Saro a ruota libera sulla politica Fvg: si a Fedriga e Bertossi, no a Riccardi e Tondo

L'ex senatore parla di possibili candidature e degli equilibri nel centrodestra, dando giudizi sui 'papabili' in vista dei prossimi appuntamenti elettorali

UDINE - Si dice preoccupato, «decisamente preoccupato per la situazione politica nazionale e regionale». Sprona il centrodestra a essere inclusivo e aggiunge che Fedriga sarebbe un ottimo presidente («è simile a Zaia perchè è un moderato»). Boccia invece le possibili candidature di Riccardi e Tondo, e lascia la porta aperta a Cecotti. Su Udine invoca un progetto nuovo e ritiene che Bertossi avrebbe le carte in regola per attuarlo. Insomma, Ferruccio Saro parla a ruota libera. Ne ha davvero per tutti: respinge al mittente le riforme autoritarie di Serracchiani e Renzi, ma invita anche FI a non essere autoreferenziale visto che non guida più un 'partito al 35%'. Infine, mette in guardia dal possibile, definitivo divorzio tra Salvini e Berlusconi che avrebbe inevitabili conseguenze anche in Fvg.

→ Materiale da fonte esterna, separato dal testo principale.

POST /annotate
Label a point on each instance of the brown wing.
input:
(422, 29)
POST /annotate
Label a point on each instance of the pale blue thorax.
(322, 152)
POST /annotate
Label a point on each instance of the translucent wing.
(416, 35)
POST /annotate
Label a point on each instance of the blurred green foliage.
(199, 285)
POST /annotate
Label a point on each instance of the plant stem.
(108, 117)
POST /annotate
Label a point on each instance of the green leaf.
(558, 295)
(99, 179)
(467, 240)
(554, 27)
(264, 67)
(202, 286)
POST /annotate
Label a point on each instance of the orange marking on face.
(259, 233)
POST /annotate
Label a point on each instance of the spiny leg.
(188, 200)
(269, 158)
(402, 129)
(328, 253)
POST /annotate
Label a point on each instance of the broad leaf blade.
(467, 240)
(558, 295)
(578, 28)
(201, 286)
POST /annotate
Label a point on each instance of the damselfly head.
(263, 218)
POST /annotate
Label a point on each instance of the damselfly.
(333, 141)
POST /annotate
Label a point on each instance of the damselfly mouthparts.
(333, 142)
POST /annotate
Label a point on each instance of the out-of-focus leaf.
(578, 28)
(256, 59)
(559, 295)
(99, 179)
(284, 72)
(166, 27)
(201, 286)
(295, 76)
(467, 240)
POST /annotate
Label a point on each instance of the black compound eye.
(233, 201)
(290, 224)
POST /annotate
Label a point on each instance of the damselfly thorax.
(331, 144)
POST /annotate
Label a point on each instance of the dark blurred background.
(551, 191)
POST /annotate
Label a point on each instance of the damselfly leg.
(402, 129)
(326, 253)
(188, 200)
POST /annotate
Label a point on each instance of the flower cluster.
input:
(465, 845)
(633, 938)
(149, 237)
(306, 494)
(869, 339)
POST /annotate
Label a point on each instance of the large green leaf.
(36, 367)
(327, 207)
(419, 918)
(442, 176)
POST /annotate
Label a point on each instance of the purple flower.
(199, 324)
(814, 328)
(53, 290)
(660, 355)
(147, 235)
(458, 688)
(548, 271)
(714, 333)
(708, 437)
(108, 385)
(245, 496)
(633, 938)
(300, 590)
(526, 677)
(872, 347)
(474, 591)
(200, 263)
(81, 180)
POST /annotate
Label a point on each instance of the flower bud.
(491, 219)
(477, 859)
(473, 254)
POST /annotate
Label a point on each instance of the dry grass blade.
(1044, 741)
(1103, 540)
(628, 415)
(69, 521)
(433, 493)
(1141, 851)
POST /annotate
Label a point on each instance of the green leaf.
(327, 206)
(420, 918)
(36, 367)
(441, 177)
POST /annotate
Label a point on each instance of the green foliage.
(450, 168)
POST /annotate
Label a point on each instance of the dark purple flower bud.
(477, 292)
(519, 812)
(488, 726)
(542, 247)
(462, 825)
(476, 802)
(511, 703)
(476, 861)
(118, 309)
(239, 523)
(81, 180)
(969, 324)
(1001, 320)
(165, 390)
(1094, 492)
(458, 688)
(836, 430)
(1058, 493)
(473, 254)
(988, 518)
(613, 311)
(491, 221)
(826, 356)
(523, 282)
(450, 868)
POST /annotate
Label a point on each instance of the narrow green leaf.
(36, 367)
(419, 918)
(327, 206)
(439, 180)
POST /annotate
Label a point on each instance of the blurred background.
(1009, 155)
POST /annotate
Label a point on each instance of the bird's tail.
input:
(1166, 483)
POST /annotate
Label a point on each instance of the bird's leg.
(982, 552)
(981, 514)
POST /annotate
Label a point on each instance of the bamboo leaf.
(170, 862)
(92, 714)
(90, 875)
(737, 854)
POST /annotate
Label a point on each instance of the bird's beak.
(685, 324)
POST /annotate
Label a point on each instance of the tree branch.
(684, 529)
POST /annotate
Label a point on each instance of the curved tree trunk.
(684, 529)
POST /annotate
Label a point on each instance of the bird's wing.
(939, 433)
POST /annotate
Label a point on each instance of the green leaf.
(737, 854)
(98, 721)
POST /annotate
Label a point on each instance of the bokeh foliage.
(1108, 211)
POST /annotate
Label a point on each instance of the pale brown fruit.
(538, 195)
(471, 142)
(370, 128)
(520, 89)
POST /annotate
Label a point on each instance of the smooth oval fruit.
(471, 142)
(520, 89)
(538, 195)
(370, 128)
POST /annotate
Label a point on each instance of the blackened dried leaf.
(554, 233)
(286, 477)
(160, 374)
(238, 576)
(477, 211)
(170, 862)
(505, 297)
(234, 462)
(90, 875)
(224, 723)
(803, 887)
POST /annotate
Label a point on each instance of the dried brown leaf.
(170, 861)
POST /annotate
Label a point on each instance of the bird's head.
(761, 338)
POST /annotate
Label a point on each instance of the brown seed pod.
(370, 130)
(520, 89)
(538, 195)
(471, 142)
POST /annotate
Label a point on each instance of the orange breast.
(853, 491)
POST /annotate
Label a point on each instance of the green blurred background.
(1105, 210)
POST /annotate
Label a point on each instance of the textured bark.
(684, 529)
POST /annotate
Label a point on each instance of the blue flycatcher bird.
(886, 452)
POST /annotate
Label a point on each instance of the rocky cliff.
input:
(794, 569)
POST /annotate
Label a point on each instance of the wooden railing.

Lei era presente al debutto del progetto Fvg dell’imprenditore Sergio Bini, che ha annunciato la sua discesa in campo. Qual è il suo giudizio?
«A mio avviso ha fatto bene perché ha contribuito a smuovere una situazione che era molto immobilizzata. Vede, non si vuole comprendere che esiste una grande area del centrodestra senza rappresentanza. Il Pdl aveva raggiunto il 37% dei consensi, mentre ora Fi viaggia attorno al 12-13%. Come dire che c’è un 25% di elettori di quest’area che non ha ancora deciso dove stare. Insomma, iniziative come queste cercano di coprire questi spazi lasciati vuoti».

Ma il gotha del centrodestra mi pare abbia snobbato Bini. Perché questa reazione tra il distaccato e l’infastidito?
«Credo, ad esempio, che si debba capire che Forza Italia forza è oggi una piccola oligarchia che pensa di guidare un partito del 35% e che ha paura di qualunque nuova presenza in grado di toglierle qualche posto. Ragionano così perché non sono inclusivi. Bini non può essere visto come un pericolo. In questa partita la Lega mi pare la più aperta grazie all’intelligenza di Fedriga».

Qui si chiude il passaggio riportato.